O quê, santo Deus!, o que é que "não é de leitura evidente"?

Quem é que se imagina a viver tal história? E quem é que anda a “chuchar” com o pagode? Isto, senhores, acontece num processo de uma simplicidade notável. E que acontecerá na maioria deles, que são muito mais complicados? Imagina-se, não?!

Só em quadra de Carnaval esta justificação poderia ter aparecido, não acha? Ou será que não. Será que poderia aparecer em qualquer outra quadra, com este ministro e com estes serviços? Valha-nos São Judas Tadeu, padroeiro dos aflitos!... Talvez nem esse consiga. É que nós já nem estamos aflitos. Estamos, sim, à rasquinha!... E, para gente nas nossas circunstâncias, já não haverá santo que valha.

E cá vamos, cantando e rindo, levados, levados sim…


Ridículo! Desconsolador mesmo. Não é mesmo uma tristeza?

12 comentários:

Ricardo disse...

Viva Ruvasa,

Este caso é realmente anedótico, mesmo absurdo. É de ficarmos com os cabelos em pé perante a ligeireza com que os casos são tratados.

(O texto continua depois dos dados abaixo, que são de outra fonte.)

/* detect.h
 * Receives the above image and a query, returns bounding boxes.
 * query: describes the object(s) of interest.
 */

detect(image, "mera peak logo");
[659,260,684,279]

Já tinha comentado este caso, de forma breve, no início do mês e vejo que a "novela" promete continuar.

http://filhodo25deabril.blogspot.com/2007/02/987-indulto-foragido.html

Abraço,

Ruvasa disse...

Viva, Ricardo!

Na verdade, só se compreende à luz da quadra que decorrria.

Abraço

Ruben

Orlando Braga disse...

Bom...quando o governo dá sérios indícios de analfabetismo, temos uma ideia do estado deste país...

Ruvasa disse...

Viva, Orlando!

;-) :-(

Abraço

Ruben

carneiro disse...

1. O atracador dos cacilheiros não foi de certeza. É que este quando falha profissionalmente arrisca-se a morrer ou a matar alguém. Por isso é um profissional cuidadoso e competente. Pratica aquele cada vez mais remoto conceito chamado responsabilidade profissional.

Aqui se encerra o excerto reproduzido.